Once, before World War II, the Polish city of Lodz had a population of over 600,000. Approximately one third of its citizens were Jews. Most did not survive the Nazi occupation. Today even the memory of their once vital neighborhoods has mostly faded. One who survived remembered buying balloons on strolls with her father before the war. Her daughter, Nola artist-curator Robin Levy, was inspired by such memories to invite contemporary artists in Lodz to share their impressions of the meaning of memory, in a collaborative expo with local artists Courtney Egan, Anita Yesho and Deborah Luster. Egan and Yesho's profusely documented history of the Antenna gallery building and the land it sits on amounts to a colorful social history of the St. Claude neighborhood itself. Deborah Luster's well known photographic portraits of local murder scenes reveal sites where once vital lives were suddenly reduced to memories that poignantly linger among the living. Appearing with the already diverse works of the Polish artists, these pieces can contribute to an initial impression of diffusion that on further investigation suggests a holistic rumination on the meaning of life, death, time and place woven together by the processional continuum of memory. 

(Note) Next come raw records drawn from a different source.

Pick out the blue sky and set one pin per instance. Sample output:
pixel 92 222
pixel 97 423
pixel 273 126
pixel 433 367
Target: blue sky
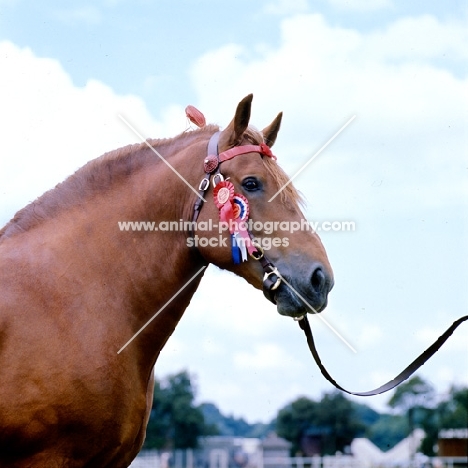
pixel 399 171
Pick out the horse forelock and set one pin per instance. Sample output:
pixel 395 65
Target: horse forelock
pixel 289 194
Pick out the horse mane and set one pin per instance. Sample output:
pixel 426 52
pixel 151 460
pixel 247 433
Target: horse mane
pixel 289 194
pixel 100 174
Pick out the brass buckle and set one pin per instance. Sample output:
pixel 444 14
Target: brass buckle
pixel 221 178
pixel 276 273
pixel 259 253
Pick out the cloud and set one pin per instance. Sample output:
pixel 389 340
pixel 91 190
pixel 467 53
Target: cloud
pixel 86 14
pixel 286 7
pixel 265 356
pixel 361 5
pixel 52 127
pixel 404 83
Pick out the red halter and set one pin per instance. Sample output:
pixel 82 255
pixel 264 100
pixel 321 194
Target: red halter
pixel 271 277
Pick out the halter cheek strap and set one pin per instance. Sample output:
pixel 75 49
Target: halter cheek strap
pixel 271 275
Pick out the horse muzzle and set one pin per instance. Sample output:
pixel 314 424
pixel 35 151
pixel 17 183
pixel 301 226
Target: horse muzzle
pixel 296 296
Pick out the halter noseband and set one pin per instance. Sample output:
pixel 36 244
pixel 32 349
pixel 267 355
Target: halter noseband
pixel 271 276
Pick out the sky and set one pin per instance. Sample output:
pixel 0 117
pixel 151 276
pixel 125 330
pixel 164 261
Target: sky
pixel 398 170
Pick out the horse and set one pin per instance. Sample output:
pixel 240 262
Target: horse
pixel 75 287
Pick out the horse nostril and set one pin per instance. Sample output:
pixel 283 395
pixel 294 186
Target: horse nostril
pixel 318 280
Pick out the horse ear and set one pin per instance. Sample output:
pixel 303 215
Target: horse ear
pixel 271 132
pixel 232 134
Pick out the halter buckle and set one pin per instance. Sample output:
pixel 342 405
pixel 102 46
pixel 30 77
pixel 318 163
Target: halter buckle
pixel 259 253
pixel 204 184
pixel 275 272
pixel 220 177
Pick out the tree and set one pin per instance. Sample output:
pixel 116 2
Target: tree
pixel 293 420
pixel 333 418
pixel 175 422
pixel 416 392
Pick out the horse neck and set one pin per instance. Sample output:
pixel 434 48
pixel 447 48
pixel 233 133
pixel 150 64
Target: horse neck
pixel 130 275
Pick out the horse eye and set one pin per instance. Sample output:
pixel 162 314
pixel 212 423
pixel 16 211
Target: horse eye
pixel 251 184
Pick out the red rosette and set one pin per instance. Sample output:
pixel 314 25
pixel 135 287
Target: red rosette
pixel 223 193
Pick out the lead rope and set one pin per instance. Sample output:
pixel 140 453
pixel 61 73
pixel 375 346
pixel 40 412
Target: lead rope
pixel 401 377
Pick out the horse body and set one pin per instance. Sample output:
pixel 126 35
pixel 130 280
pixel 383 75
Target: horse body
pixel 74 289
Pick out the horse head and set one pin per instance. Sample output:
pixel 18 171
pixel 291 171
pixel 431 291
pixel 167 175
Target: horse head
pixel 249 185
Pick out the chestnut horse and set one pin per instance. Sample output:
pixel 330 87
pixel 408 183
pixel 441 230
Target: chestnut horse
pixel 74 288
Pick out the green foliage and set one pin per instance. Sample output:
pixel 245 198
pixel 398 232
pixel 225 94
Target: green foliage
pixel 415 392
pixel 387 431
pixel 451 413
pixel 333 418
pixel 175 422
pixel 231 426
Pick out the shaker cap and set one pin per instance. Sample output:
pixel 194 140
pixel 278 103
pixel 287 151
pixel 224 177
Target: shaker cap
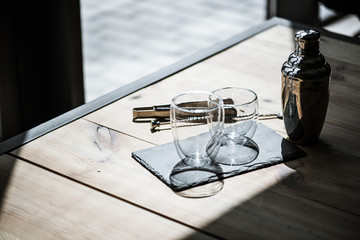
pixel 308 39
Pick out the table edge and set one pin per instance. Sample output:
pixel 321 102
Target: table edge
pixel 76 113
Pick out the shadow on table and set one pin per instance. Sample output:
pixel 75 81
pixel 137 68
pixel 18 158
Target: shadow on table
pixel 7 164
pixel 315 198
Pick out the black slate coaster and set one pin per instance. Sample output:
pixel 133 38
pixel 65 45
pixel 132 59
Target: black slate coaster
pixel 273 149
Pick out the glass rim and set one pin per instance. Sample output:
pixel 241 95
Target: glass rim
pixel 218 104
pixel 255 97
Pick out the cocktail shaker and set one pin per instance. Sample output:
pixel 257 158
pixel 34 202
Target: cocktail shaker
pixel 305 89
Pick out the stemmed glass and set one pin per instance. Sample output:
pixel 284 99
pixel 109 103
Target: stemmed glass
pixel 197 121
pixel 241 117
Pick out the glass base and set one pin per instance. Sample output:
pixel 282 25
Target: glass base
pixel 233 154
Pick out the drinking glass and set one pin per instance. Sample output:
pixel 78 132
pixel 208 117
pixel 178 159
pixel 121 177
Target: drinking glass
pixel 197 121
pixel 241 117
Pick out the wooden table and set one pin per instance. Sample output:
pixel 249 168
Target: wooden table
pixel 74 178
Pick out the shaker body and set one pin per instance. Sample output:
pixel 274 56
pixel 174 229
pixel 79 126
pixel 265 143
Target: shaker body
pixel 304 105
pixel 305 89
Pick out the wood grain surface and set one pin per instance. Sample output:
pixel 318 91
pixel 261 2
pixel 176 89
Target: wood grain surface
pixel 315 197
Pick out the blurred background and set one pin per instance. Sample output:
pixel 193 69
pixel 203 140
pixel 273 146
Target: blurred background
pixel 124 40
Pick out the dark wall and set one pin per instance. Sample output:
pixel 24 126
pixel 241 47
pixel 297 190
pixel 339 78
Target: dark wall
pixel 41 73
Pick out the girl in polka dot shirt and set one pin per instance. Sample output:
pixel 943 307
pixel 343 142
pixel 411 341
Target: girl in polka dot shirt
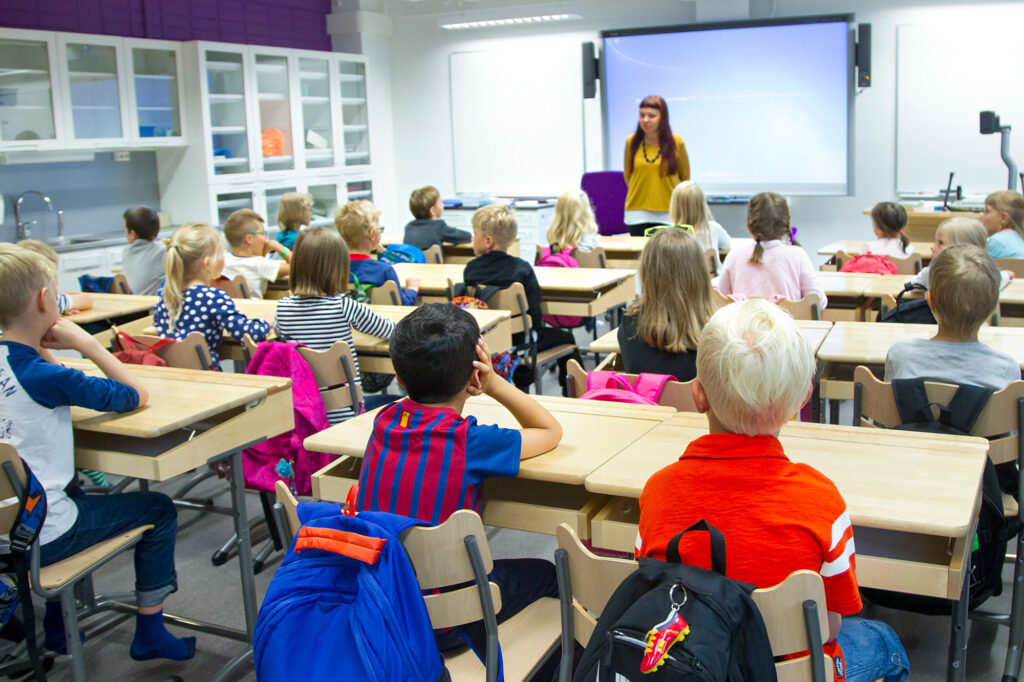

Adam Klimzak's 161 Photographs With Lodzia, top, offers the starkest reprise of the past in a slide show of photos set within the ID numbers of a blowup of a young Lodz woman interned in a labor camp. Inspired by his mother, this spans the full spectrum of human emotion. Piotr Szczepanski's video employs a narrative history of places and people, above, associated with a former Jewish neighborhood to articulate a psychic history of 20th century Lodz itself, while Marta Madejska shares a friend's more recent, yet pointed, childhood memories. Justyna Wencel's video, above left, employs elegantly dreamlike images as symbols of the tensions that arise between mother and daughter as societal values shift over time, but Agnieszka Chojnacka's makeshift cavern of old quilts contains a video exploration of the psychic violence of childhood symbolized by a wand with a tin foil star, below, puncturing soap bubbles--a reminder that the lives and dreams we take for granted are often far more fragile than we realize. Levy deployed balloons in a poignantly eloquent allusion to her mother's own fragile, yet enduring, memories of Lodz.  ~D. Eric Bookhardt


Memory Project: Mixed Media Works by Polish and American Artists, through Dec. 8, Antenna Gallery, 3718 Saint Claude Ave., 250-7975.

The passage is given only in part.